Avez vous réfléchi à ce que vous comptiez nous demander ? Car il faudrait que je m'entretienne avec mes conseillers et Arnoldo.
En effet, c'est tout à fait normal. Mais, je pense que c'est quelque chose qui doit se faire entre chefs, sans élément extérieur. Mais si vous souhaitez demander conseil à vos hommes... Libre à vous. »

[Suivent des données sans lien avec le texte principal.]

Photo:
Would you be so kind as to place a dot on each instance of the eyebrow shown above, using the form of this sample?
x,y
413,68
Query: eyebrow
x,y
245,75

Il se tut. Il me regardait maintenant droit dans les yeux, comme s'il essayait de percer une lueur de peur, ou d'étonnement peut-être, dans mes yeux. À vrai dire, il était évident et très palpable dans ce qu'il venait de dire, qu'il ne croyait absolument pas que cela puisse être moi qui ai renfloué les poches des de Imberti, qui avait été la clef de son redressement. Il pensait sûrement que c'était Arnoldo, ou mes conseillers, ou peut-être même une aide extérieure, une bonne âme. Il était impensable pour lui qu'un gamin de dix-sept ans puisse tenir les rênes d'une aussi puissante Familia sans faire de dégâts. Je préférai ne pas répondre à sa provocation latente, qui était aussi placée de cette manière pour me tester, et me concentrai sur ce qu'il voulait envisager plus tard, et ce qu'une possible alliance pourrait nous apporter, ou nous poser comme problème.
« Quels types de services désiriez vous ?
Une aide qui serait gérée par un contrat et une alliance temporaire de nos deux familles. Ce n'est pas commun du tout, mais si vous êtes prêt à le faire, même dans notre milieu, nous tiendrons les termes du contrat, car il en va de la survie de ma Familia.